1. The government will continue to clamp down on tax avoidance, planning and evasion, as well as increasing resources for HM Revenue and Customs (HMRC) so they can make sure people pay the tax that are due. This includes:
- extra investment between now and 2020 for HMRC’s work on evasion and non-compliance
- tripling the number of criminal investigations HMRC can undertake into complex tax crime, concentrating on wealthy individuals and companies
- allowing HMRC to access more data to identify businesses that aren’t declaring or paying tax
- introducing a ‘general anti-abuse rule’ penalty and tough new measures for serial avoiders, including publishing the names of people who repeatedly use failed tax avoidance schemes
2. Introducing a new National Living Wage of over £9 an hour by 2020
From April 2016, a new National Living Wage of £7.20 an hour for the over 25s will be introduced.

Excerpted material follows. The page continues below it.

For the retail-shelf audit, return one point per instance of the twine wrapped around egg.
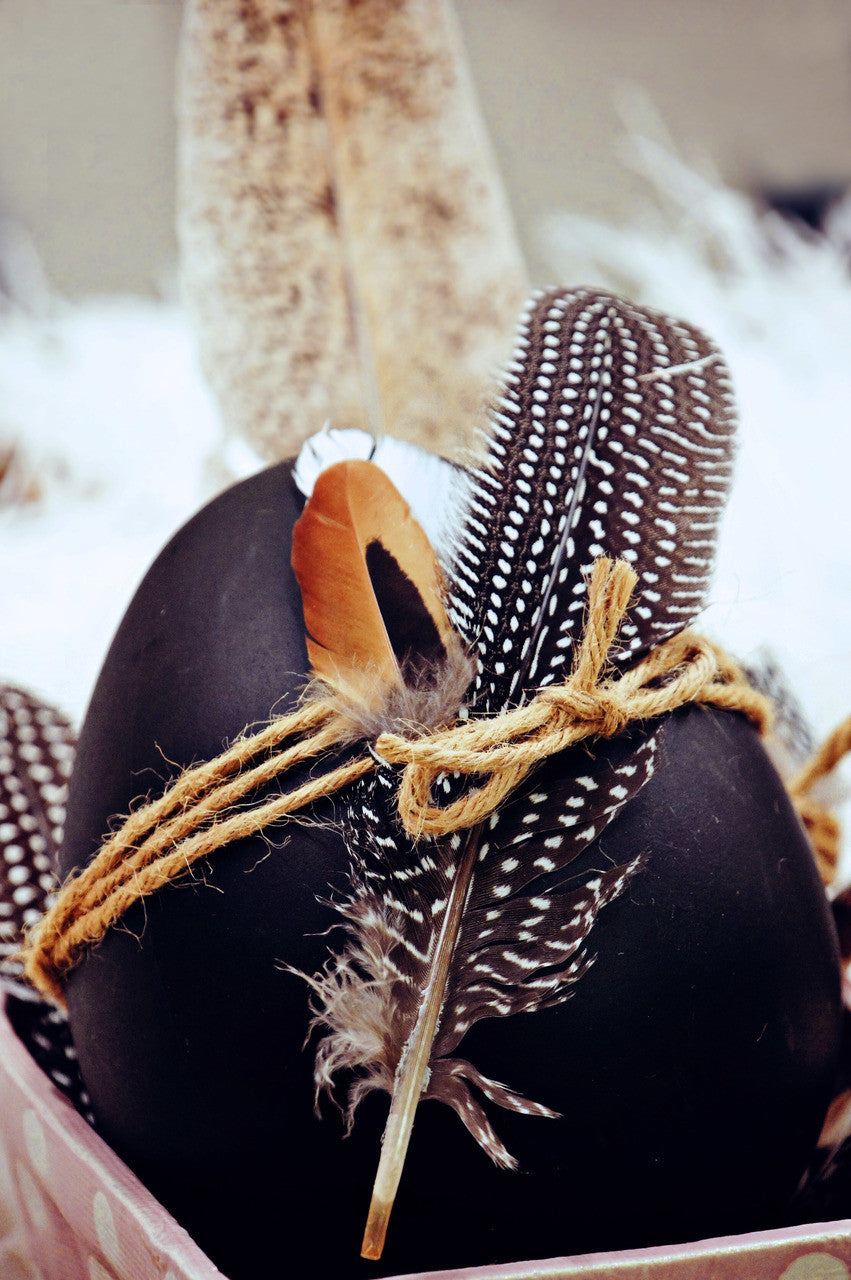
(202, 810)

This will rise to over £9 an hour by 2020.
3. The Employment Allowance will increase by a further £1,000 to £3,000
Businesses will have their employer National Insurance bill cut by another £1,000 from April 2016, as the Employment Allowance rises from £2,000 to £3,000. The Employment Allowance gives businesses and charities a cut in the employer National Insurance they pay.
This means, next year, businesses will be able to employ 4 people full time on the National Living Wage and pay no National Insurance at all.
4. Reforming dividend tax
The dividend tax credit (which reduces the amount of tax paid on income from shares) will be replaced by a new £5,000 tax-free dividend allowance for all taxpayers from April 2016. Tax rates on dividend income will be increased.
This simpler system will mean that only those with significant dividend income will pay more tax. Investors with modest income from shares will see either a tax cut or no change in the amount of tax they owe.
5. Employment intermediaries and tax relief for travel and subsistence
As announced within the March Budget 2015, the government has published a consultation document, available at the ARC website, alongside the Summer Budget on detailed proposals to restrict tax relief for travel and subsistence for workers engaged through an employment intermediary, such as an umbrella company or a personal service company. The changes will take effect from 6 April 2016 – (Finance Bill 2016)
6. IR35 reform
The government will engage with stakeholders this year on how to improve the effectiveness of existing intermediaries legislation (‘IR35’), which is designed to protect against disguised employment. A discussion document will be published after the Summer Budget 2015.